Chemotherapies contribute to decreased cancer mortality but are associated with severe side effects including Chemotherapy-Induced Peripheral Neuropathy (CIPN). CIPN presents as a distal symmetric polyneuropathy causing numbness, tingling, and in a subset of patients, pain. Painful CIPN is a main cause for chemotherapy dose reduction, treatment cessation and reduced quality of life. A subset of painful CIPN patients will have pain resolution while others maintain pain persistency, however the mechanisms that mediate pain resolution are unknown and constitute a large gap of knowledge.
We developed painful CIPN models in mice using the chemotherapeutic paclitaxel, where mice treated with specific injection protocols develop resolving or persistent mechanical hypersensitivity measured via von Frey.
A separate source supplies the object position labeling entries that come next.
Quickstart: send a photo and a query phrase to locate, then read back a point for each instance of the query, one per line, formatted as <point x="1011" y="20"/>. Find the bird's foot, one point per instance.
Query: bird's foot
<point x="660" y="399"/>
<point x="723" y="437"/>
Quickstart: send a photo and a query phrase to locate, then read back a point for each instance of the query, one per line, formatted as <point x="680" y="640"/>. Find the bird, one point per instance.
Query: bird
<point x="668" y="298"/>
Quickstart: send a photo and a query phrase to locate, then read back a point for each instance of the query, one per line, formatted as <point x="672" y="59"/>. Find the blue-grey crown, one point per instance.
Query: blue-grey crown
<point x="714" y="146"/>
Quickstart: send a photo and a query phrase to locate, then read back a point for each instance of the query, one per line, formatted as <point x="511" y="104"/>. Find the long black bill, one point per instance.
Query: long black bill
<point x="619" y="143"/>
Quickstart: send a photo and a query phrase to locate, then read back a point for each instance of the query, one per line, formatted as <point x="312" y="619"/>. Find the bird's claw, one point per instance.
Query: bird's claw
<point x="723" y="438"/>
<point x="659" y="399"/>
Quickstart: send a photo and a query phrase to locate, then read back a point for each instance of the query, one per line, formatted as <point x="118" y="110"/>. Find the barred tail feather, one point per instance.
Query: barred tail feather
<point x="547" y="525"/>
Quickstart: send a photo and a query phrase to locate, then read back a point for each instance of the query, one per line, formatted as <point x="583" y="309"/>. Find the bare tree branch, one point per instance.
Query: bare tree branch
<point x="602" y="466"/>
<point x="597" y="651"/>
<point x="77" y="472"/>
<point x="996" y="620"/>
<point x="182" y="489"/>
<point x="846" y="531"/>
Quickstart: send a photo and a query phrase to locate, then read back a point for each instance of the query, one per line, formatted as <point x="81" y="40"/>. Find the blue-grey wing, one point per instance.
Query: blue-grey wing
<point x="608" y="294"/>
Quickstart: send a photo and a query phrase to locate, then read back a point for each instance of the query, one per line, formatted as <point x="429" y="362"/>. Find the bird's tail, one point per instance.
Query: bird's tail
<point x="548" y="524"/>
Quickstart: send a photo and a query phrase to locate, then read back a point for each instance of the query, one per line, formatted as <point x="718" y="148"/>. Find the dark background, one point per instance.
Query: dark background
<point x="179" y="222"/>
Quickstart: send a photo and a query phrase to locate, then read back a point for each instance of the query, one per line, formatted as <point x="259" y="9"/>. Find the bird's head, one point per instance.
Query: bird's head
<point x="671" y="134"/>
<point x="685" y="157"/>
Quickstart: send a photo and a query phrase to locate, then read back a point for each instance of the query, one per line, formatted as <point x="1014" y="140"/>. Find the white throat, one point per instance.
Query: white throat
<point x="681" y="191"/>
Using these models, we performed bulk RNA sequencing on hind paw, whole dorsal root ganglion (DRG), DRG sensory neurons and spinal cord at initiation, pre-resolution, post-resolution, and persistency time points. DEGs were selected (P-adj <0.05, FC > 2, RPKM > 1) and PANTHER analysis was performed to identify biological processes. To investigate the contribution of particular cell types in these tissues, we used the inducible diphtheria toxin receptor ablation model.
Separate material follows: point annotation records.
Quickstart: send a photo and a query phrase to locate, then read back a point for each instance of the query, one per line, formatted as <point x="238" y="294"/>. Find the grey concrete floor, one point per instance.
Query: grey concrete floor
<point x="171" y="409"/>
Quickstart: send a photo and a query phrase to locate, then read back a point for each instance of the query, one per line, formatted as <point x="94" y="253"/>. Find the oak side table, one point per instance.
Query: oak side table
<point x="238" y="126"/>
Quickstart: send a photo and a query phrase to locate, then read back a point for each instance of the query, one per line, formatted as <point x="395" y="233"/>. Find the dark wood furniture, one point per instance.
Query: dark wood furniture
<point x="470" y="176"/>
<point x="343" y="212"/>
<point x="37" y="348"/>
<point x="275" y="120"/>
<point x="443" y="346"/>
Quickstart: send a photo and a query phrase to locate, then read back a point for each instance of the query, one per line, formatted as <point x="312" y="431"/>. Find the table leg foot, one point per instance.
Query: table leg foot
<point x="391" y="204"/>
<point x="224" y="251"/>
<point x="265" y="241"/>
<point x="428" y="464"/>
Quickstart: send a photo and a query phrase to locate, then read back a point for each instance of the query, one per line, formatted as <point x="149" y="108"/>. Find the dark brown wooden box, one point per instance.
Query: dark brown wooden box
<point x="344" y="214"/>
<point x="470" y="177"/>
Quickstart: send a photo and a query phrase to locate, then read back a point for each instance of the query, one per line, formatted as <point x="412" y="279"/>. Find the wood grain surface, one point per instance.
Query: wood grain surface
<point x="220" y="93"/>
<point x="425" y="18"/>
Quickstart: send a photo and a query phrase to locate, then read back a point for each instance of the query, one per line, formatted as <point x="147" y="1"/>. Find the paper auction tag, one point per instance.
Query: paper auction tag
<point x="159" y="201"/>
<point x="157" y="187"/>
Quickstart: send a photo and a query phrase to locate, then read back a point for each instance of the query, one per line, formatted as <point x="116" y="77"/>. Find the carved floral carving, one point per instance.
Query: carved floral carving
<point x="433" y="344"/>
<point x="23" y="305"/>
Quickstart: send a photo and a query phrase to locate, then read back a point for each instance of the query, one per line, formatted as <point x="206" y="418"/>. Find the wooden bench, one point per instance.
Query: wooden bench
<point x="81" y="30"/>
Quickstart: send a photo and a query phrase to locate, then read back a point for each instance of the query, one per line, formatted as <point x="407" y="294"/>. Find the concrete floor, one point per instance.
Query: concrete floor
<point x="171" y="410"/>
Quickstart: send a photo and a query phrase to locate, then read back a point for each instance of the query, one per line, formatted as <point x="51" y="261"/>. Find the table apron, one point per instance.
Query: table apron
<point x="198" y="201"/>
PANTHER analysis identified upregulation of immune system related genes in the hind paw during resolution of Model-1 not seen in Model-2. As myeloid cells are known to contribute to immune system related genes in the periphery, we ablated myeloid cells. We identified that CD11b+ peripheral, but not IBA1+ central, myeloid cells are critical for painful CIPN resolution. Further RNA sequencing analysis identified pro-inflammatory pathways correlated with painful CIPN resolution.
These studies provide mechanistic insights for CIPN pain resolution and identify a unique therapeutic strategy for permanent treatment of painful CIPN. Future studies will delineate the myeloid cell sub-type and factors required for CIPN pain resolution.